Seven banquet waiters are suing a Tarrytown hotel and its banquet and food service managers, claiming the servers had been underpaid wages and gratuities for as long as seven years.
The suit, filed in U.S. District Court for the Southern District of New York in White Plains, alleges the DoubleTree by Hilton Hotel in Tarrytown and its general manager, Richard Friedman, food and beverage manager David Ribbens and two banquet managers, Norma Abdou and Nurul Haque, failed to pay the banquet servers overtime and tips, even though the plaintiffs regularly worked more than 40 hours per week and banquet customers were billed for service fees.
“What we”™re saying is the employer had practices in place over a long period of time that deprived our clients of the minimum wage and overtime wages they were entitled to,” said Jack Malley, a partner at Yonkers law firm Smith, Buss & Jacobs LLP, which is representing the banquet servers in the suit. “In addition, they were not paid tips and gratuities they were entitled to, either.”

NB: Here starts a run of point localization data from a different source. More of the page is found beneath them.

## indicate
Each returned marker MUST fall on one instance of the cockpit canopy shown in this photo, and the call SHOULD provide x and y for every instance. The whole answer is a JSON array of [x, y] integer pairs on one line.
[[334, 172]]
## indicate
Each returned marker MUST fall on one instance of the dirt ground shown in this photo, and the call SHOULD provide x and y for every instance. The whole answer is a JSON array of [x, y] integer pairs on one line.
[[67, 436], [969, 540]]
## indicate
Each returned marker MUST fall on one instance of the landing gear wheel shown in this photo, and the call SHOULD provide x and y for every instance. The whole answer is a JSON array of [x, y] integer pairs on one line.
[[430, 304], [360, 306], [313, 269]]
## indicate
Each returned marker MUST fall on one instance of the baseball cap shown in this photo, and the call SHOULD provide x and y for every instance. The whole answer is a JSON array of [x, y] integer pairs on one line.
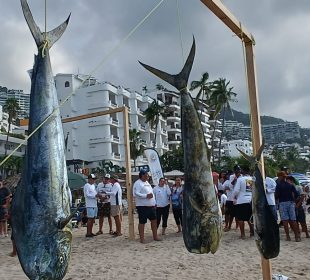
[[142, 172], [115, 177], [92, 176]]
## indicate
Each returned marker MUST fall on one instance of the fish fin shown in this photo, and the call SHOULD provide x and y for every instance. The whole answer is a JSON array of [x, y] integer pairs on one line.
[[52, 36], [57, 32], [180, 80], [195, 205], [35, 30]]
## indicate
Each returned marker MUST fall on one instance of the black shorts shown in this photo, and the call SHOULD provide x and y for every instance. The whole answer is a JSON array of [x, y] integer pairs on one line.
[[244, 211], [104, 209], [146, 212], [230, 208], [4, 214], [300, 215]]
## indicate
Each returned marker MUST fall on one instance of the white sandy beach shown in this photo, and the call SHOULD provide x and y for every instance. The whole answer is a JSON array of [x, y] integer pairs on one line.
[[105, 257]]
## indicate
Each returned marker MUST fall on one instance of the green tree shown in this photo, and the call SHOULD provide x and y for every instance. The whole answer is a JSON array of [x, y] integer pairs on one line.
[[136, 146], [11, 107], [152, 116], [221, 97]]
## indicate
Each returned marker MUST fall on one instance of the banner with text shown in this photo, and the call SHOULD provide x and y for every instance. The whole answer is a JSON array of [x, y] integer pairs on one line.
[[154, 164]]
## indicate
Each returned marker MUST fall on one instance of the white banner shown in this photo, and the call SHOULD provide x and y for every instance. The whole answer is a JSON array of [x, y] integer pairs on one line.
[[154, 164]]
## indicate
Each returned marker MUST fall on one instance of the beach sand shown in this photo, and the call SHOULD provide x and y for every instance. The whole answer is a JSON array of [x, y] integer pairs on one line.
[[106, 257]]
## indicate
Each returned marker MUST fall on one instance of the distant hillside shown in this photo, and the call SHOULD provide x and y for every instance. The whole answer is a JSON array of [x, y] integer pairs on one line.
[[245, 118]]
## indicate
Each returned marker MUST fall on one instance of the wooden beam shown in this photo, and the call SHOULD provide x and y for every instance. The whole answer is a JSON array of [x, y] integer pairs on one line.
[[219, 9], [128, 176]]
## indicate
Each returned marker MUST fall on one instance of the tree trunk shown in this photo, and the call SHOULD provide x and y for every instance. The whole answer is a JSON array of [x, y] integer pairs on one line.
[[221, 137]]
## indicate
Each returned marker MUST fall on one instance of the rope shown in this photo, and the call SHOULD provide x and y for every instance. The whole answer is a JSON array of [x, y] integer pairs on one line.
[[87, 78], [180, 29]]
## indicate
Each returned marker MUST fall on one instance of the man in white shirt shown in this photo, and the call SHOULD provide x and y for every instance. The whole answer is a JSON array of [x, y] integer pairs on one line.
[[162, 195], [104, 204], [243, 194], [145, 204], [90, 195], [270, 191], [116, 204]]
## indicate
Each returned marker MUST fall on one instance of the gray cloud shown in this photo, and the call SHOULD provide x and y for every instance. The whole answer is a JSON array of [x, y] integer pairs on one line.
[[97, 26]]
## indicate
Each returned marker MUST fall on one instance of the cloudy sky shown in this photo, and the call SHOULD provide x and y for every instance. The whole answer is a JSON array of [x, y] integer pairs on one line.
[[94, 37]]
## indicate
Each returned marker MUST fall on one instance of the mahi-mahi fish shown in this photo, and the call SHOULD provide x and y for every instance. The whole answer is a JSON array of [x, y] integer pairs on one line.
[[266, 229], [202, 217], [41, 209]]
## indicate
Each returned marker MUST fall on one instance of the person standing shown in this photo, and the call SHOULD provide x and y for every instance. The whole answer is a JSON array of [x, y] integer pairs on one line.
[[162, 196], [270, 190], [145, 204], [286, 194], [243, 195], [116, 204], [5, 198], [104, 204], [176, 201], [91, 196]]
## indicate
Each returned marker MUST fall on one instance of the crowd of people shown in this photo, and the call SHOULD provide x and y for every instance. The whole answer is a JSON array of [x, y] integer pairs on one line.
[[284, 195], [153, 204]]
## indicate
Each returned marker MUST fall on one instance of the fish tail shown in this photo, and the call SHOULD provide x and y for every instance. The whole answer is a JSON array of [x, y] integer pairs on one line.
[[41, 38], [253, 159], [180, 80]]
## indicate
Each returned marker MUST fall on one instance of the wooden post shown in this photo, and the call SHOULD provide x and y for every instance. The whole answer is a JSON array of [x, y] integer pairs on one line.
[[127, 156], [128, 176], [218, 8]]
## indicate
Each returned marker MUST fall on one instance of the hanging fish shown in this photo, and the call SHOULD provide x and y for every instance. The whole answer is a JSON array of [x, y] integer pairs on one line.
[[266, 229], [202, 217], [40, 208]]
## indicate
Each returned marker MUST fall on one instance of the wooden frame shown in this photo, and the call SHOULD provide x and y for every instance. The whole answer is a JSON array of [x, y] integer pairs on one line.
[[123, 110]]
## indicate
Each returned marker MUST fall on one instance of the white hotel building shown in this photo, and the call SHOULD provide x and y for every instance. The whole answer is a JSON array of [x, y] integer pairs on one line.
[[102, 138]]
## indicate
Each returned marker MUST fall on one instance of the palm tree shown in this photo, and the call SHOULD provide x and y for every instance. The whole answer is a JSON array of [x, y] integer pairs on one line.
[[136, 146], [204, 88], [11, 107], [221, 96], [152, 116]]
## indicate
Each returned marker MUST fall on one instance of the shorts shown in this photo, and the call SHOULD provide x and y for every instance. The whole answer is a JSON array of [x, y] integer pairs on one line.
[[4, 214], [104, 210], [300, 215], [287, 211], [230, 208], [116, 210], [244, 211], [146, 212], [92, 212]]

According to the 25-page complaint, the seven plaintiffs, Carlos Ocampo, Igor Morozov, Jorge Villanueva, Amaury Ortiz, Plinio Retana, Manuel Calderon and Sutee Monchaitanapat, worked more than 40 hours a week, sometimes more than 60, but were paid for 40 hours each week regardless of how many hours they actually worked. They thus were denied overtime pay they were due, according to the complaint.
The seven plaintiffs also claim that, according to New York labor law, the hotel failed to provide receipts for pooled gratuities collected from customers and a formula for how pooled gratuities would be distributed. Additionally, the plaintiffs allege the hotel was collecting an 11 percent “service charge,” which the plaintiffs claim under New York law must be paid to the servers unless the hotel told customers that it would not be.
Since the suit was filed under the federal Fair Labor Standards Act, it is an “opt-in” collective action, meaning current or former employees of the DoubleTree in Tarrytown wishing to file a claim in the case will be able to, provided that the court certifies there is a group of individuals with similar claims.
Reached by phone, Friedman, the general manager of the hotel, declined to comment on the lawsuit and on whether he had an attorney representing him. None of the defendants had an attorney appear in the case on their behalf as of press time.
As well as naming the hotel and the four managers as defendants, the suit also lists DoubleTree Hotel Systems Inc. and DoubleTree Franchise LLC, the franchisors of the DoubleTree hotel chain.
A voicemail left on a media relations hotline for Hilton Worldwide, the parent company of DoubleTree Franchise LLC, was not returned.
The case, styled Ocampo et al v. 455 Hospitality LLC et al, is number 7:14-vc-09614 and is assigned to Judge Kenneth M. Karas.